For the Global South, the central question is not about the spectacle of leaders gathered for photo opportunities or the diplomatic choreography that accompanies these meetings.
Itis whether the G20 can translate its global forum status into real, lasting improvements for developing societies, or whether it will continue to be dismissed as a grand stage for rhetoric.
The anxieties shaping this debate were laid bare at the African Climate Summit earlier this month. Kenya's President, William Ruto, used the platform to deliver a stinging rebuke to Western nations, accusing them of breaking what he called a climate blood pact.
His message was stark. Africa contributes just 4% of global emissions, yet it bears the greatest burden of climate devastation, from droughts and floods to food insecurity.
His frustration was widely shared by African leaders and climate scholars who see climate finance pledges consistently missed, rebranded, or watered down.

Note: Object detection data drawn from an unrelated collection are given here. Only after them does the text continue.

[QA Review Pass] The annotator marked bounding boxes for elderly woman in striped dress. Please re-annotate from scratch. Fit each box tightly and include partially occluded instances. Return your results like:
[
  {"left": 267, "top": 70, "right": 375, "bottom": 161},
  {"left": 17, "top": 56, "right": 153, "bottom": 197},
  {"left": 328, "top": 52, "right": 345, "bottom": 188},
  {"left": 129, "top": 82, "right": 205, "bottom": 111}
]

The Organisation for Economic Cooperation and Development (OECD) compounded this sense of betrayal when it projected that aid flows to Africa would likely decline through 2027, backsliding to levels not seen since 2020.

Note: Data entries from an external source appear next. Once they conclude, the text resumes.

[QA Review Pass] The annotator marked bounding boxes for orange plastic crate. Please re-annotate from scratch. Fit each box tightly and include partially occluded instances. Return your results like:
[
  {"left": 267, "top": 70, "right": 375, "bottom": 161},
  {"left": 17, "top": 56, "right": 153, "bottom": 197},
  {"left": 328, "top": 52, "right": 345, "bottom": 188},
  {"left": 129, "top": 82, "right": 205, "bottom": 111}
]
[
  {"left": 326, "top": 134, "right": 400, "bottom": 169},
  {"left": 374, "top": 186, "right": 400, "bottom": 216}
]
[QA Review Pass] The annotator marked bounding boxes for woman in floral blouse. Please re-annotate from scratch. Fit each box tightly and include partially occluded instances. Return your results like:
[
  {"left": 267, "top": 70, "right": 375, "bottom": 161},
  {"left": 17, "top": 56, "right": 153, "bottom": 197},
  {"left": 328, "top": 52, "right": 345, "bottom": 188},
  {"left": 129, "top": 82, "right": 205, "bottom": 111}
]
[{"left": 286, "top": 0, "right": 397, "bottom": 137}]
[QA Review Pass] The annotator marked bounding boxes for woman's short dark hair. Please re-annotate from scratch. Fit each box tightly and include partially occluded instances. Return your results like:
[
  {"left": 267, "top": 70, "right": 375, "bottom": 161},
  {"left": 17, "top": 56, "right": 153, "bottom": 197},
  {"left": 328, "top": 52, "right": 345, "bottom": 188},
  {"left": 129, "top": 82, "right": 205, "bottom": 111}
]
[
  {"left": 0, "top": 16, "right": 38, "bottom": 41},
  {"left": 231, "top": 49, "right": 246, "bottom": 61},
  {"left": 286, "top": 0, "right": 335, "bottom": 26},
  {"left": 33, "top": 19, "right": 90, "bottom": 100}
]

For a continent grappling with escalating climate emergencies, this is not just disappointing, it is devastating.
Climate finance is another area where the gap between promise and delivery undermines trust.
In 2009, rich nations pledged to mobilise $100 billion annually to support developing countries in tackling climate change.
Yet by 2021, actual flows reached only $89.6 billion, and even that figure was inflated by loans counted as aid. For countries like South Africa, which continue to struggle with persistent load-shedding, collapsing infrastructure, and rising inequality, half-meas-ures and creative accounting are of little use.